Saturday, July 23, 2011

Euro zone's debt woes postponed but not forgotten

barrie mckenna

The nationalization of a major Spanish bank and the first euro zone debt default underscore the major challenges still facing the region even after this week’s major aid package for Greece.

European Union leaders saved Greece from financial collapse Thursday with a plan to pump €109-billion ($148-billion) into the country and bolster a European bailout fund.

For now, the deal appears to have encouraged investors and stopped a run on European sovereign bonds. Long-suffering Greek bonds soared Friday, while European stocks gained.

But the danger of renewed bouts of financial stress is expected to continue for months. And over the long haul, Europe’s still crippling debt problems will stunt economic growth as the poorer countries face years of painful austerity and the wealthier ones, such as Germany and France, pay the price of propping up their weaker neighbours.


  1. " as the poorer countries face years of painful austerity and the wealthier ones, such as Germany and France, pay the price of propping up their weaker neighbours."

    Would more sensibly read:

    "As the Euro collective financial elite, the banksters and their central bankers ,impose the "Austerity" cost on the debt enslaved Greeks and indeed on all europeans in the EU Euro zone of propping up and paying for the losses of the intenational banksters thereby saving the €uro system of sovereign nation debt enslavement.

    Spreading The pain to a wider more wealthy
    captured taxpayer base through €uro money printing.

    This is a duplication of the the American Central bankers/IMF /world bank bailout model for "saving the system' by socialising and subsisdising the continuing , out of control,
    losses of the insolvent/bankrupt financial sector.

  2. 9:05 your right. But I give up on anybody fixing the problem. The world's financial system will implode, it's a question of how long can they keep kicking the can down the road. I decided that this is a good thing as it gives people plenty of time to prepare. I'm preparing by buying and storing gold and silver. I know you can't eat gold and silver but I don't believe it will come to that. I believe there will be interruptions in the delivery of gold or power or fuel but no more.
    England was prior to maybe 1950, the financial world power just like the U.S. is now. We're going to lose that status and become like England. Nobody starved to death. It didn't turn into a third world nation. People can still become and live wealthy.
    Someday, I believe I will be able to sell the gold and silver I bought in today's dollars for a new currency and save myself from the 30-50% haircut others will have to take. So the longer they put off the inevitable the longer I have to prepare.
    What's everybody's thoughts on my thinking?

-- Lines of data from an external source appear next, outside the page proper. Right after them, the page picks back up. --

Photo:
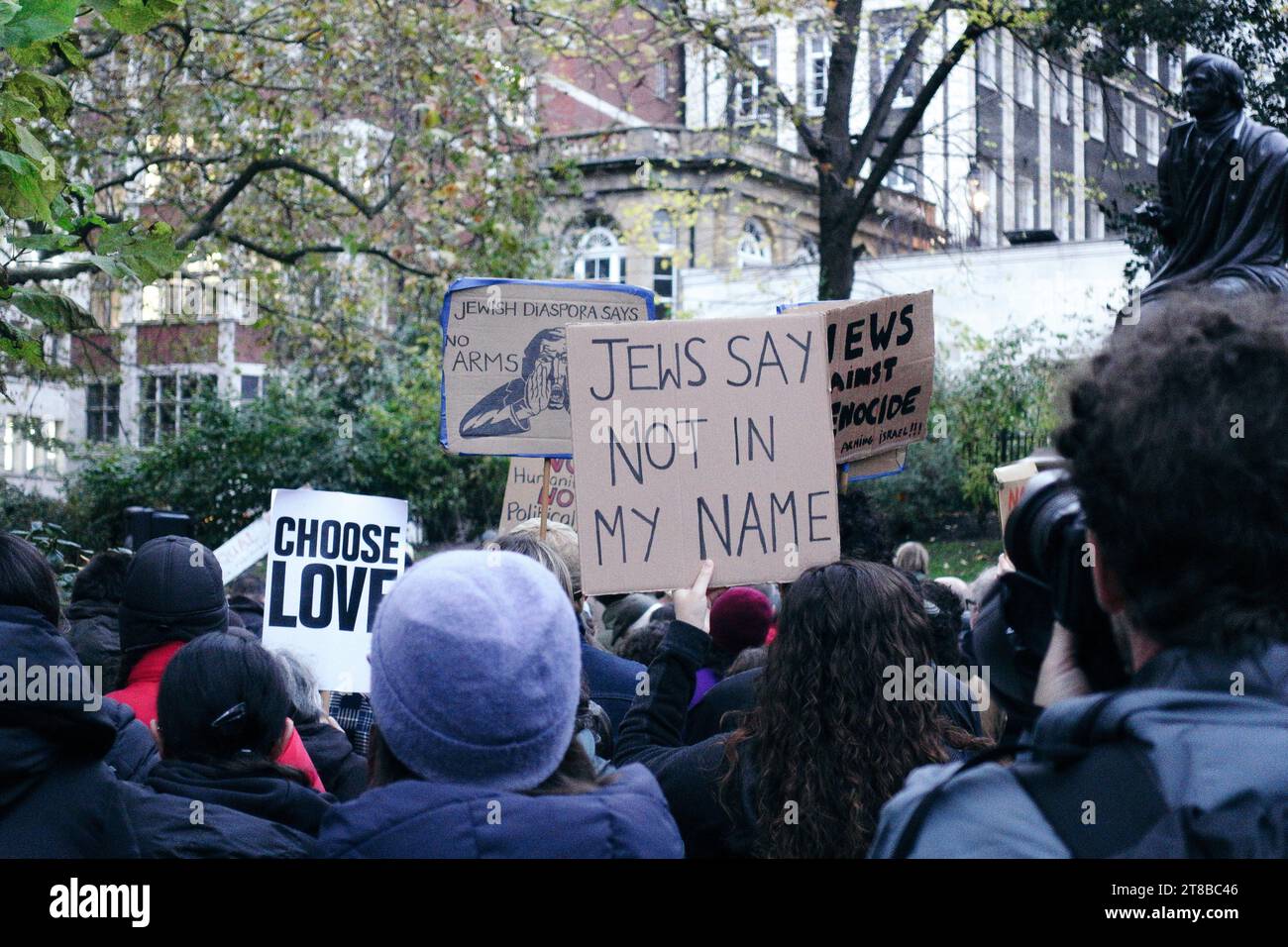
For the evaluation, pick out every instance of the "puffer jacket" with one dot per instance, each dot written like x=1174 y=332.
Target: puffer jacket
x=412 y=818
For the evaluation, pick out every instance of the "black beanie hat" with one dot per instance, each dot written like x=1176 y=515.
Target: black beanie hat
x=174 y=591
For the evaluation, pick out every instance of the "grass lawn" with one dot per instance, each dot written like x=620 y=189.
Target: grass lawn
x=962 y=558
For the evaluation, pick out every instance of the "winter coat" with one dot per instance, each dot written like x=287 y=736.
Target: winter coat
x=715 y=821
x=261 y=791
x=612 y=681
x=170 y=826
x=95 y=635
x=145 y=684
x=134 y=751
x=56 y=796
x=342 y=770
x=412 y=818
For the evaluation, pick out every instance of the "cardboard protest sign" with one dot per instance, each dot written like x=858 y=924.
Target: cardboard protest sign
x=331 y=560
x=702 y=440
x=1012 y=480
x=505 y=365
x=883 y=369
x=876 y=466
x=523 y=492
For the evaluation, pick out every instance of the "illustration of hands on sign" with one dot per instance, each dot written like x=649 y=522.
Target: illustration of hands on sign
x=542 y=386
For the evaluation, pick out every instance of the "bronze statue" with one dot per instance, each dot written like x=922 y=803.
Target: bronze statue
x=1224 y=192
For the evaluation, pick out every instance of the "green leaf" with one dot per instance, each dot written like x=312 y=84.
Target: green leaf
x=111 y=265
x=21 y=193
x=34 y=149
x=47 y=93
x=38 y=20
x=47 y=241
x=55 y=311
x=31 y=56
x=69 y=48
x=21 y=346
x=136 y=16
x=146 y=250
x=14 y=106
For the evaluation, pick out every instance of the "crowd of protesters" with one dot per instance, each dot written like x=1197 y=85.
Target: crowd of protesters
x=511 y=715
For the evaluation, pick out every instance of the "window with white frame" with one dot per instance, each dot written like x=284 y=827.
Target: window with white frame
x=599 y=257
x=986 y=59
x=806 y=252
x=1060 y=94
x=816 y=52
x=892 y=37
x=1128 y=127
x=664 y=230
x=1024 y=204
x=166 y=402
x=664 y=263
x=1095 y=222
x=102 y=411
x=1024 y=76
x=664 y=285
x=750 y=101
x=252 y=386
x=1094 y=111
x=44 y=458
x=754 y=248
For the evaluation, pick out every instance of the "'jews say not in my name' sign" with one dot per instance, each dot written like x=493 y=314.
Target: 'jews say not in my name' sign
x=331 y=560
x=505 y=363
x=703 y=440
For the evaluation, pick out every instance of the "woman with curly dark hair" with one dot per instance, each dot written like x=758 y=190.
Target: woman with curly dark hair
x=825 y=745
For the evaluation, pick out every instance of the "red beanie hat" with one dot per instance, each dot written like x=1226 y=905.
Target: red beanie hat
x=741 y=618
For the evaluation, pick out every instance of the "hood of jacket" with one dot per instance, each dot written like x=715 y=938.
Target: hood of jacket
x=627 y=818
x=262 y=792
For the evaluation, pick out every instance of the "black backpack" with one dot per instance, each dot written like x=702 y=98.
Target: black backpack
x=1132 y=815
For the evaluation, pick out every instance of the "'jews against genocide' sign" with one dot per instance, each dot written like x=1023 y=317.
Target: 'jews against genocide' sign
x=523 y=492
x=702 y=440
x=505 y=363
x=883 y=369
x=331 y=560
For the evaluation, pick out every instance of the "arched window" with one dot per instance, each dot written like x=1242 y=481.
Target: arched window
x=754 y=245
x=599 y=257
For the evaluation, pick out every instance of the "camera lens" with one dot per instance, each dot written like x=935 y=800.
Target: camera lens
x=1035 y=528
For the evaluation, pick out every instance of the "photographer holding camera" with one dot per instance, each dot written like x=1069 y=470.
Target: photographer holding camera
x=1146 y=621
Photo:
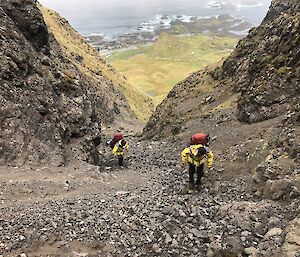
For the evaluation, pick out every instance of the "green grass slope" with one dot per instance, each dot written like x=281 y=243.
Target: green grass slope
x=155 y=69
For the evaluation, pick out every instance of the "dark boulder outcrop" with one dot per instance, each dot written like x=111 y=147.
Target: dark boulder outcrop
x=265 y=66
x=249 y=103
x=28 y=20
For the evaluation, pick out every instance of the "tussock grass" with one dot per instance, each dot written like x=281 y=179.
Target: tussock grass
x=88 y=61
x=155 y=69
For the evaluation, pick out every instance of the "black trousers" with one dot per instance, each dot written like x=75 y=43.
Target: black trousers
x=121 y=160
x=199 y=170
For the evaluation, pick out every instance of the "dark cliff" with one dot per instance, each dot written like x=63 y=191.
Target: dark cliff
x=249 y=104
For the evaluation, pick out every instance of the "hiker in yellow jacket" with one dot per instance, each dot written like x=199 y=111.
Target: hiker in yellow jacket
x=196 y=156
x=118 y=150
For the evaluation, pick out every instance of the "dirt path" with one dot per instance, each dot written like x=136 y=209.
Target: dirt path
x=143 y=209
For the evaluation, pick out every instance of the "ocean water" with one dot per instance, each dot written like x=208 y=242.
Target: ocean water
x=113 y=18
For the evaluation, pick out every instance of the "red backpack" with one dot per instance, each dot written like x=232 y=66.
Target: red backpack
x=202 y=139
x=117 y=137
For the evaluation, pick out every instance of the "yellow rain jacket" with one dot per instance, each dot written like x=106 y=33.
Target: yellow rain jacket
x=118 y=149
x=189 y=155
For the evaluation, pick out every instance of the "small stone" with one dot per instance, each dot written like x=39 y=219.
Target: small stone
x=168 y=238
x=174 y=244
x=156 y=248
x=251 y=251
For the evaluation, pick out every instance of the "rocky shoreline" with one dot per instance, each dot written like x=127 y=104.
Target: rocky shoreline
x=221 y=25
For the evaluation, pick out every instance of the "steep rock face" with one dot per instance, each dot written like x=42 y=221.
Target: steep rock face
x=50 y=111
x=28 y=19
x=265 y=66
x=249 y=104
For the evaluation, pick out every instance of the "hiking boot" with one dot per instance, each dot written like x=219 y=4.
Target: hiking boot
x=191 y=186
x=199 y=187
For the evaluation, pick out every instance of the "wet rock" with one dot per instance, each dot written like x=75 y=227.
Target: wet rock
x=156 y=248
x=273 y=232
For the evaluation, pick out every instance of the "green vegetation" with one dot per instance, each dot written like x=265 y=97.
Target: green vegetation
x=155 y=69
x=89 y=62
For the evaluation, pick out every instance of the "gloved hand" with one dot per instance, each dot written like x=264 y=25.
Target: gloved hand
x=182 y=166
x=210 y=169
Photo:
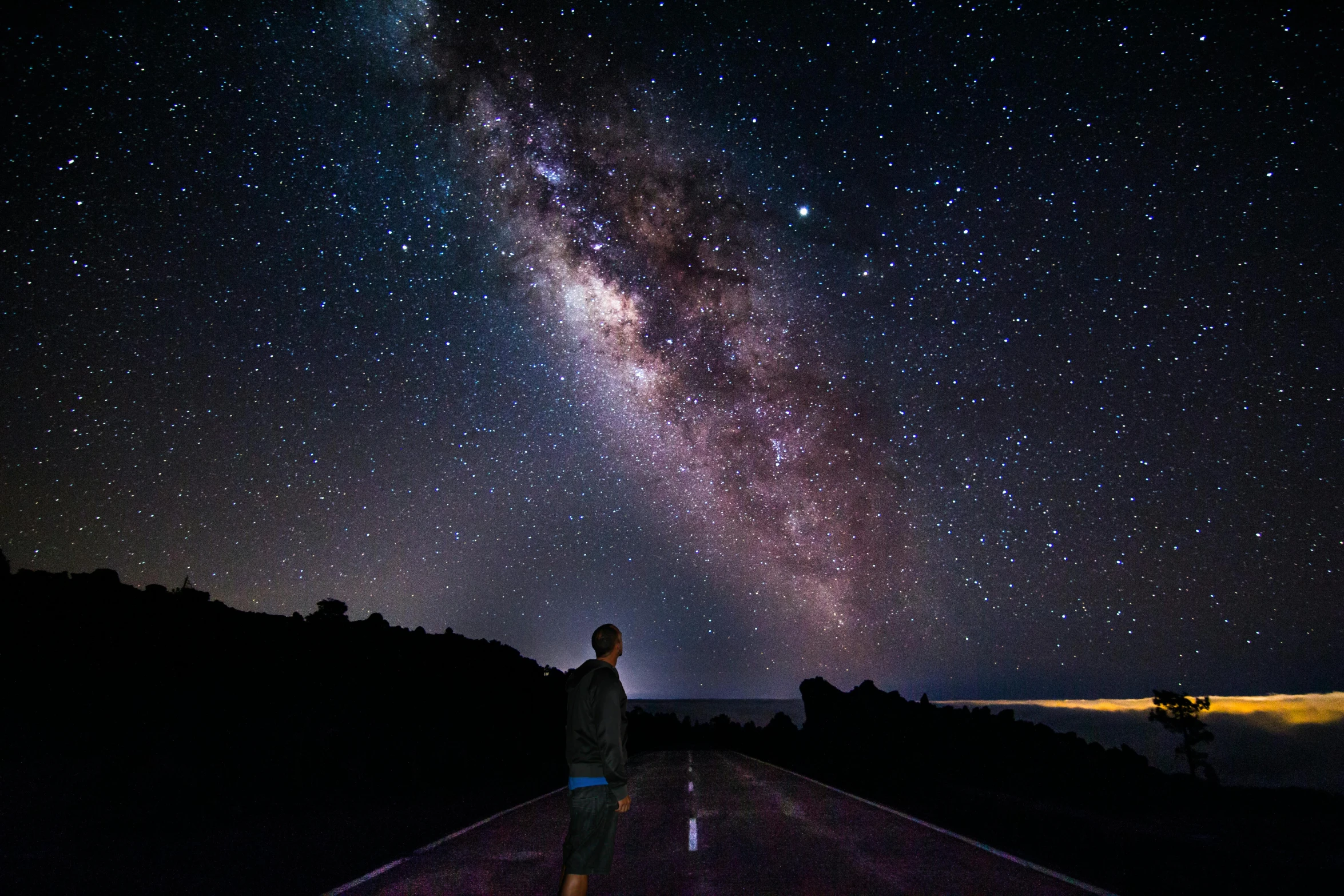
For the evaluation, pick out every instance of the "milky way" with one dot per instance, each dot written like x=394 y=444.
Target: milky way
x=508 y=317
x=658 y=280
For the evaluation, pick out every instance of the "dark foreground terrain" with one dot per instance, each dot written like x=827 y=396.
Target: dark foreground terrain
x=159 y=742
x=760 y=829
x=1103 y=816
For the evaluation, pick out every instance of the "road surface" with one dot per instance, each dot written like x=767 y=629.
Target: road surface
x=710 y=822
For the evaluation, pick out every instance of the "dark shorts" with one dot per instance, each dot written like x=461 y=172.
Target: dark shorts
x=592 y=837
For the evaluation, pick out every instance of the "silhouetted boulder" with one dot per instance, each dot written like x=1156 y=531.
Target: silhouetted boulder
x=329 y=610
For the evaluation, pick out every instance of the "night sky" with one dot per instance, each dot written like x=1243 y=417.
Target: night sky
x=981 y=349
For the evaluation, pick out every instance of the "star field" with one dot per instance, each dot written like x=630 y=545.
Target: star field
x=977 y=349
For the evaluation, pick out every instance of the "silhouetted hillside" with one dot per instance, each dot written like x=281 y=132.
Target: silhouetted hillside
x=1100 y=814
x=160 y=742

  3. Well 7:34, you may be absolutely correct. The thing is, in order to eventually be able to cash in your gold for its full value (it will take a while for a new system to be set up) you will have survive until then.

    I don't know your specific situation, but I can tell you this, there will be a LOT of crime between now and then. Are you prepared for that? Violent crime like what is going on in Mexico perhaps. Riots, looting, kidnappings etc.

    Have you looked at your security situation? Have you researched how bad it can get and what your vulnerabilities are? Are you keeping your gold and silver in a safe deposit box or is it hidden elsewhere? Will the bank seize your deposit box? Maybe, maybe not.

    What is your food situation? You'd better stock up BIG TIME. Don't forget water. Water is more valuable than anything and supplies can get disrupted. Will the police force continue working after the collapse? Will the water department? They may have their own problems to deal with at home.

    There are different levels of collapse. Prepare for them ALL.

    -Not Sam

  4. 7:34, I'll add something to my previous post:

    Yes, you'll save yourself a haircut by having precious metals and it is a GREAT store of wealth. But, as I mentioned, you'll need to survive until you can cash them in. It may take years to stabilize. We're looking at a total global financial collapse here. This is uncharted territory.

    So, my point is, Precious Metals are not the ONLY store of wealth. GOODS are also an excellent store. By goods, I mean supplies and other items that you will need and want during the coming years to make your life comfortable.

    Prices are about to skyrocket on almost everything, not just precious metals. Therefor, consider everything you see out there right now to be "on sale" compared to what they will cost. Don't wait until the collapse to buy what you need. Otherwise, you'll have to be cashing in your PMs prematurely in order to buy the necessities- if you can even find them. You can also use your excess supplies to barter for things that you didn't think you'd need, or items you can't store long-term like fresh milk and eggs if you are in the country.

    My main point: Have a balanced approach in your preparedness.